Server-side extensibility:

New reasoning strategies can be deployed on the server independently
State machine can be extended with new states
Multiple orchestration patterns supported

6. Robust Execution Under Unreliable Conditions

Persistent sessions and structured event semantics through AIP improve robustness:

Intermittent Connectivity: Automatic reconnection with message queuing
Dynamic Task Edits: Server can modify tasks without restarting client
Partial Failures: Client errors reported without crashing server
Resource Constraints: Server can redistribute tasks if client overloaded

Architecture Comparison

Local Mode vs. Server-Client Mode

Device agents can operate in two modes:

Aspect	Local Mode	Server-Client Mode
Deployment	Single process (monolithic)	Distributed (server + client)
Communication	In-process method calls	AIP over WebSocket
State Management	Local FSM	Server-side FSM, stateless client
Scalability	Single device	Multiple devices per server
Fault Isolation	Process failure = total failure	Client failure isolated from server
Update Flexibility	Requires full restart	Independent server/client updates
Use Case	Development, simple automation	Production, multi-device orchestration

When to use Local Mode:

Development and testing
Single-device automation
Low-latency requirements (no network overhead)
Simple workflows without cross-device coordination

When to use Server-Client Mode:

Production deployments
Multi-device orchestration
Heterogeneous device management
Need for centralized control and monitoring
Frequent strategy updates without device disruption

Implementation Examples

Server: Sending Commands

# Server sends command to client via AIP
async def execute_on_device(
    server: AgentServer,
    client_id: str,
    command: str,
    arguments: Dict[str, Any]
) -> Dict[str, Any]:
    """Execute command on remote client."""

    # Create command message
    message = {
        "type": "command",
        "request_id": generate_request_id(),
        "payload": {
            "function": command,
            "arguments": arguments
        }
    }

    # Send via AIP
    result = await server.send_command(client_id, message)

    return result

Client: Executing Commands

# Client receives and executes command
async def handle_command(
    client: AgentClient,
    command_message: Dict[str, Any]
) -> Dict[str, Any]:
    """Handle incoming command from server."""
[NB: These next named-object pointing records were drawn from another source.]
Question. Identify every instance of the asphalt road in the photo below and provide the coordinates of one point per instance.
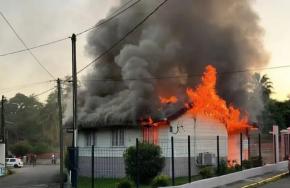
(40, 176)
(282, 183)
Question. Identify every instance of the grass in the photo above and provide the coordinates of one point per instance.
(85, 182)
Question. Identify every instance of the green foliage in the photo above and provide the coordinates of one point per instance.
(206, 172)
(41, 148)
(223, 168)
(21, 148)
(160, 181)
(31, 121)
(125, 183)
(149, 158)
(247, 164)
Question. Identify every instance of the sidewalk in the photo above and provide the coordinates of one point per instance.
(252, 180)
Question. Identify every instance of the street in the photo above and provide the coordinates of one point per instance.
(282, 183)
(44, 176)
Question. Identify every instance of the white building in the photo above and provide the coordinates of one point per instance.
(110, 143)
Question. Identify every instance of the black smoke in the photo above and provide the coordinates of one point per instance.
(179, 39)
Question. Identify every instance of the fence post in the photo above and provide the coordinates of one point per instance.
(249, 145)
(275, 149)
(288, 145)
(189, 159)
(241, 149)
(218, 153)
(137, 164)
(93, 166)
(260, 149)
(285, 147)
(172, 161)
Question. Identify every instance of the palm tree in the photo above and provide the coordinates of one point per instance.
(265, 84)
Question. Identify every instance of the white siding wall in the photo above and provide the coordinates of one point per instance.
(203, 136)
(103, 143)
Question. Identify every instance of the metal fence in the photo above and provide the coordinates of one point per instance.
(183, 156)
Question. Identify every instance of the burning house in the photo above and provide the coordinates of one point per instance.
(151, 87)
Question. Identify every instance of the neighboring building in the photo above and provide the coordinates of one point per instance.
(111, 141)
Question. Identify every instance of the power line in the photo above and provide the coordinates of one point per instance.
(44, 92)
(124, 37)
(24, 86)
(189, 76)
(24, 44)
(114, 15)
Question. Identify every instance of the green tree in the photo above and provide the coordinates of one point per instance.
(265, 84)
(149, 159)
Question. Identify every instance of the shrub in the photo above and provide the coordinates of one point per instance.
(247, 164)
(257, 161)
(160, 181)
(125, 183)
(41, 148)
(149, 159)
(206, 172)
(223, 168)
(21, 148)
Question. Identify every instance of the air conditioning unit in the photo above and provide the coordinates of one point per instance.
(206, 158)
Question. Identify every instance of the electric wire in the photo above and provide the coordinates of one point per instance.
(24, 44)
(24, 86)
(188, 76)
(44, 92)
(116, 13)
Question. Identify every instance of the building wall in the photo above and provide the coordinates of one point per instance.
(103, 137)
(109, 161)
(203, 136)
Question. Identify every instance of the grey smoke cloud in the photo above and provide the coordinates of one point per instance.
(181, 38)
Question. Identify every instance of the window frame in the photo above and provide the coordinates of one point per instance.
(118, 137)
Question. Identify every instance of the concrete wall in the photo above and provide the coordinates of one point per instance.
(105, 167)
(234, 177)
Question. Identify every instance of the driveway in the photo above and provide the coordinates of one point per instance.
(282, 183)
(40, 176)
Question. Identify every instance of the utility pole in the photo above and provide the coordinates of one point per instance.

    # Extract command details
    function = command_message["payload"]["function"]
    arguments = command_message["payload"]["arguments"]
    request_id = command_message["request_id"]

    try:
        # Execute via MCP tool
        result = await client.computer.execute_tool(
            tool_name=function,
            parameters=arguments
        )

        # Return success result
        return {
            "type": "result",
            "request_id": request_id,
            "payload": {
                "status": "success",
                "data": result
            }
        }

    except Exception as e:
        # Return error result
        return {
            "type": "result",
            "request_id": request_id,
            "payload": {
                "status": "error",
                "error": str(e)
            }
        }

Summary

The server-client architecture is a foundational design pattern in UFO's distributed agent system:

Key Takeaways:

🏗️ Separation of Concerns: Server handles reasoning, client handles execution
📡 AIP Communication: Persistent WebSocket connections enable real-time bidirectional messaging
🔧 Independent Updates: Server logic and client tools evolve independently
📈 Scalable Management: Single server orchestrates multiple clients
🛡️ Fault Isolation: Client failures don't crash server reasoning
🌐 Multi-Device Ready: Supports heterogeneous device orchestration

Related Documentation:

Device Agent Overview - Three-layer FSM framework
Agent Types - Platform-specific implementations
Server Overview - Detailed server architecture and APIs
Client Overview - Detailed client architecture and tools
AIP Protocol - Communication protocol specification
MCP Integration - Tool management and execution

By decoupling high-level reasoning from low-level execution, the server-client architecture enables UFO to safely orchestrate complex workflows across diverse computing environments while maintaining flexibility, reliability, and ease of maintenance.